Bugün bu üçgen kırılmadı. Sadece, ne yazık ki Türkiye’nin Batı ile ilişkilerinin 1856 değil, 1877-78 seviyesinde olduğumuzu düşünüyorum. Osmanlı Hükümeti geçmiş tecrübelerden yola çıkarak, nasıl olsa İngiltere’den destek gelecek düşüncesinin rahatlığı ile Rusya savaşa girdi 1877’de. İngiltere, Osmanlı’yı yalnız bıraktığı için de Osmanlı bu savaşı kaybetti ve bu kayıp ciddi bir toprak kaybına gerilemeye neden oldu.

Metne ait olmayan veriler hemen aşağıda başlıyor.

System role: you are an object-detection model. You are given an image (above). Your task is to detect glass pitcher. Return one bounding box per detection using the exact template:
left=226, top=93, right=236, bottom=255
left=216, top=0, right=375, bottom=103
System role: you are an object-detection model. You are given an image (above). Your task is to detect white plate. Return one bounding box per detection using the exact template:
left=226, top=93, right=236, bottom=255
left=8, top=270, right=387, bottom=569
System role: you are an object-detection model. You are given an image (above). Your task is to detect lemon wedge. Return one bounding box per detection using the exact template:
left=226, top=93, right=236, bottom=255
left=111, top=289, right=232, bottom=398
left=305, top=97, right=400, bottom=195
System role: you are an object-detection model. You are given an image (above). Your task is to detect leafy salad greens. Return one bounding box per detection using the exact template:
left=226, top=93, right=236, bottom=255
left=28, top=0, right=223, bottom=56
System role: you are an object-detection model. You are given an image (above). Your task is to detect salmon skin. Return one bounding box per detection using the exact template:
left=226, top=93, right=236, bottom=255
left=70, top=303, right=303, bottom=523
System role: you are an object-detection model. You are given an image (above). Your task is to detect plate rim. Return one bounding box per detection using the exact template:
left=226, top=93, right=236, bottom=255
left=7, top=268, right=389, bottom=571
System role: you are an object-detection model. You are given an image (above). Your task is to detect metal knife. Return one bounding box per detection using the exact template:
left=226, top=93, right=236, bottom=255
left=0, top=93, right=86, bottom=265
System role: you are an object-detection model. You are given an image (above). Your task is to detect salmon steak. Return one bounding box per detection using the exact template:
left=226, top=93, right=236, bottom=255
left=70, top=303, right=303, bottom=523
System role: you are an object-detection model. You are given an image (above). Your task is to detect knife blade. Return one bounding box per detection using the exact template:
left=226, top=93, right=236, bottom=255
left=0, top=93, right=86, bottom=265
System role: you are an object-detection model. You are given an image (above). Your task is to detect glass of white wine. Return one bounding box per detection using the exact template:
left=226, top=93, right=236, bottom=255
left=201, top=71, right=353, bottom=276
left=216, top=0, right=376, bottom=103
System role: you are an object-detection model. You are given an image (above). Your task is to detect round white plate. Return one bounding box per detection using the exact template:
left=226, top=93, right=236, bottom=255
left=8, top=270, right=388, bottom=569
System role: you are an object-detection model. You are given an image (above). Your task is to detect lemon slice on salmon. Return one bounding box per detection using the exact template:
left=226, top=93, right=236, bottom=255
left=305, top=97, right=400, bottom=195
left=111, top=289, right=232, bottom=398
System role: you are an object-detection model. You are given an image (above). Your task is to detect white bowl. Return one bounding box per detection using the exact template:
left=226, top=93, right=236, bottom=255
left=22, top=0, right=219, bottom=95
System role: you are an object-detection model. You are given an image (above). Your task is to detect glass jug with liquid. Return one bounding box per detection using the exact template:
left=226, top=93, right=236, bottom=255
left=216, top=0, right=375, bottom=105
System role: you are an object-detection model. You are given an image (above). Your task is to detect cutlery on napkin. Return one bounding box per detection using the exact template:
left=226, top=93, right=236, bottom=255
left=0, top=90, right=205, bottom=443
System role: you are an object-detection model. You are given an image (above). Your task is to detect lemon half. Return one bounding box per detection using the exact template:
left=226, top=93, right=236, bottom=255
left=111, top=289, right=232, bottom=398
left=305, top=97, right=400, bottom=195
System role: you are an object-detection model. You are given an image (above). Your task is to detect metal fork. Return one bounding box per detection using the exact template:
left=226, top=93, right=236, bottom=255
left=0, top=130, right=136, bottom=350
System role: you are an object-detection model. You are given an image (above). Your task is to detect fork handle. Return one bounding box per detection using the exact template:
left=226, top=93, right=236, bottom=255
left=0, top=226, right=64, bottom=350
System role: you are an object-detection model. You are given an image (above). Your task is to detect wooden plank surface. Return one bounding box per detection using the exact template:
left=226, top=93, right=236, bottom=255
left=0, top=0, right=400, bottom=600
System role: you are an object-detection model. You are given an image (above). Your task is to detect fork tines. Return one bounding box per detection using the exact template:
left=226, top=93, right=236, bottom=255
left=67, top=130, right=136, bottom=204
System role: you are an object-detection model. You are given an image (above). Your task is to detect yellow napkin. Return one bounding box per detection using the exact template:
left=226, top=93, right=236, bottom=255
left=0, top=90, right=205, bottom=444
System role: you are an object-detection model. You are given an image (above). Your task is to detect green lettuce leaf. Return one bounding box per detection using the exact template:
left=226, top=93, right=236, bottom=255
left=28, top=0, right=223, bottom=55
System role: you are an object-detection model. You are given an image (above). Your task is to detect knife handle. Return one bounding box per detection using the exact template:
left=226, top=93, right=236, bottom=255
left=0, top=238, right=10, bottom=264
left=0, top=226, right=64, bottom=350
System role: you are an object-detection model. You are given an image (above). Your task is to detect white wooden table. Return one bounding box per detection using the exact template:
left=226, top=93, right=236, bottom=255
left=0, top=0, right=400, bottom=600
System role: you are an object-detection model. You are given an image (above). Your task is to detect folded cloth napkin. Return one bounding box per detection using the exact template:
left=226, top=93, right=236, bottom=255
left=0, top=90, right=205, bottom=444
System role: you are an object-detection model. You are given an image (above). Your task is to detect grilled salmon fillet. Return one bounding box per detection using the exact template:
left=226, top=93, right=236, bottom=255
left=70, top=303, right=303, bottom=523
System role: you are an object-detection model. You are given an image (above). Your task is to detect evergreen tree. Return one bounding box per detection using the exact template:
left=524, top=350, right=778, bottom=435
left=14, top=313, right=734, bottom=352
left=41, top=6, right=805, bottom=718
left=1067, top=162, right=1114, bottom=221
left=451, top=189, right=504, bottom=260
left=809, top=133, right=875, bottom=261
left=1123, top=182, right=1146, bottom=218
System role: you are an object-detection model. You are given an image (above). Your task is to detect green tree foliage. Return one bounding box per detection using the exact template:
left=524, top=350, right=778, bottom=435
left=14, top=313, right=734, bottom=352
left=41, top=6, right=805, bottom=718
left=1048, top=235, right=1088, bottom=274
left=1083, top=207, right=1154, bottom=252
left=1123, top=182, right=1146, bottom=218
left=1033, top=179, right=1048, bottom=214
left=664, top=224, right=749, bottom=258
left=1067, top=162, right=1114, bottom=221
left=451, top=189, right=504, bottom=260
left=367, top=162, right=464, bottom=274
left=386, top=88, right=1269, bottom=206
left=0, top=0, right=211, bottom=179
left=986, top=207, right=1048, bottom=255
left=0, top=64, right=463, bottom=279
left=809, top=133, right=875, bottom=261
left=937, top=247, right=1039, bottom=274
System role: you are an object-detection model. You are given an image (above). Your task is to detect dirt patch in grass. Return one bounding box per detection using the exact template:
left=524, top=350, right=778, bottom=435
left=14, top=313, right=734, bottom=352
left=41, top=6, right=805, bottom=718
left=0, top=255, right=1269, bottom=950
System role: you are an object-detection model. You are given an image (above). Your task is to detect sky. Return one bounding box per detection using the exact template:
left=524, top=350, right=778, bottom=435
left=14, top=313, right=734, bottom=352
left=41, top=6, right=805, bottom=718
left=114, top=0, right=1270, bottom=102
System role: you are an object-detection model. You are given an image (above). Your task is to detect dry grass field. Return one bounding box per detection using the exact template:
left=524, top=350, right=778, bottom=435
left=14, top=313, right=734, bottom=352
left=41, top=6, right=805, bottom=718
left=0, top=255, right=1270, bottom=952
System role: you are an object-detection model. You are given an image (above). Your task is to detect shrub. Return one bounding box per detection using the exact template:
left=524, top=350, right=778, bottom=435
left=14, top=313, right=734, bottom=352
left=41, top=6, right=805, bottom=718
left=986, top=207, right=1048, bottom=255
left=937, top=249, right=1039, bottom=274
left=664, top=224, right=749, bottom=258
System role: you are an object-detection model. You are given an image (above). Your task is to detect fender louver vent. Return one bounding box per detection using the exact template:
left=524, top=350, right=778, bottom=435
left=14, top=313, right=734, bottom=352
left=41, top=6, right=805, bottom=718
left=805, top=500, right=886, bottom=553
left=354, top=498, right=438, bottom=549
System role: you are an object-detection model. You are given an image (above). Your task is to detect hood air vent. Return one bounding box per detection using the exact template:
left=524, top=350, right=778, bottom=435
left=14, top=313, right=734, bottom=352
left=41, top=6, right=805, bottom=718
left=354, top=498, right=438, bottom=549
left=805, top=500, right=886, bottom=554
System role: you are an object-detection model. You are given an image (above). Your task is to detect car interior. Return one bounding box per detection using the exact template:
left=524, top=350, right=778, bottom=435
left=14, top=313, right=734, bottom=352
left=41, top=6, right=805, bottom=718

Devamında ise İngiltere ve Fransa’nın yüz çevirdiği bir ortamda kapalı bir rejime sahip olan Prusya’ya yaklaştık ve iç siyasette buna paralel olarak Abdülhamid’in otokratik yönetimine girdik. 1877-78 savaşında İngiltere’nin desteğini geri çekmesinin çeşitli nedenleri vardı bunun bir tanesi Ortadoğu’da artık Süveyş Kanalı’nın açılmasıyla Osmanlı’yı Rusya karşısında ayakta tutma politikası önemini yitirmişti. Ben, Amerika’nın Ortadoğu’dan çekilmesinin buna paralel bir durum olduğunu düşünüyorum. ABD, Ortadoğu’dan çekilmeseydi Türkiye’den bu kadar kolay vazgeçemezdi. Daha da önemlisi, 1876 yılında Balkanlarda Osmanlı Yönetimine karşı çıkan isyanı Osmanlı’nın çok sert bastırması sonrası İngiltere’de iktidar olan Gladstone önderliğindeki liberallerin çok güçlü bir Anti-Osmanlı çizgiye girdiğini ve bunun sonrasında kamuoyu baskısı nedeniyle Osmanlı’ya destek vermek istemediğini görüyoruz. Ben, Suriyeli Kürtler ve Türk Hükümeti’nin yaşadığı bu kriz sonrası Amerikan ve Batı kamuoyunun benzer şekilde sadece Anti-Erdoğan-AKP değil, ciddi bir Türkiye nefreti çizgisine girdiğini düşünüyorum. Türkiye Batı’dan bu krizde açık bir destek alamayacak ve Batı ülkeleriyle AKP arasındaki köprüler çok uzun süredir atılmış duruma geldi. Türkiye’nin bunu değiştirmesi için çok sağlam bir patinaj yapması gerekiyor. Bunun için de Rusya ile ciddi anlamda köprüleri atması lazım. En azından S-400’leri geri göndererek özellikle Türkiye-ABD arasında belli bir güven ortamı yaratılabilir. AB ülkeleriyle anlaşma için de Suriyeli mülteciler konusunda karşılıklı adımlar atılması beklenecektir. Bunun sonucunda da TSK’nın bu sıkıntılı durumdan belli oranda kurtaracak adımların atılmasının mümkün olacağını düşünüyorum. Çünkü şu son krizde 36 askerin şehit edilmesi gerçekten içimizi yaraladı. Umarım devamı gelmez.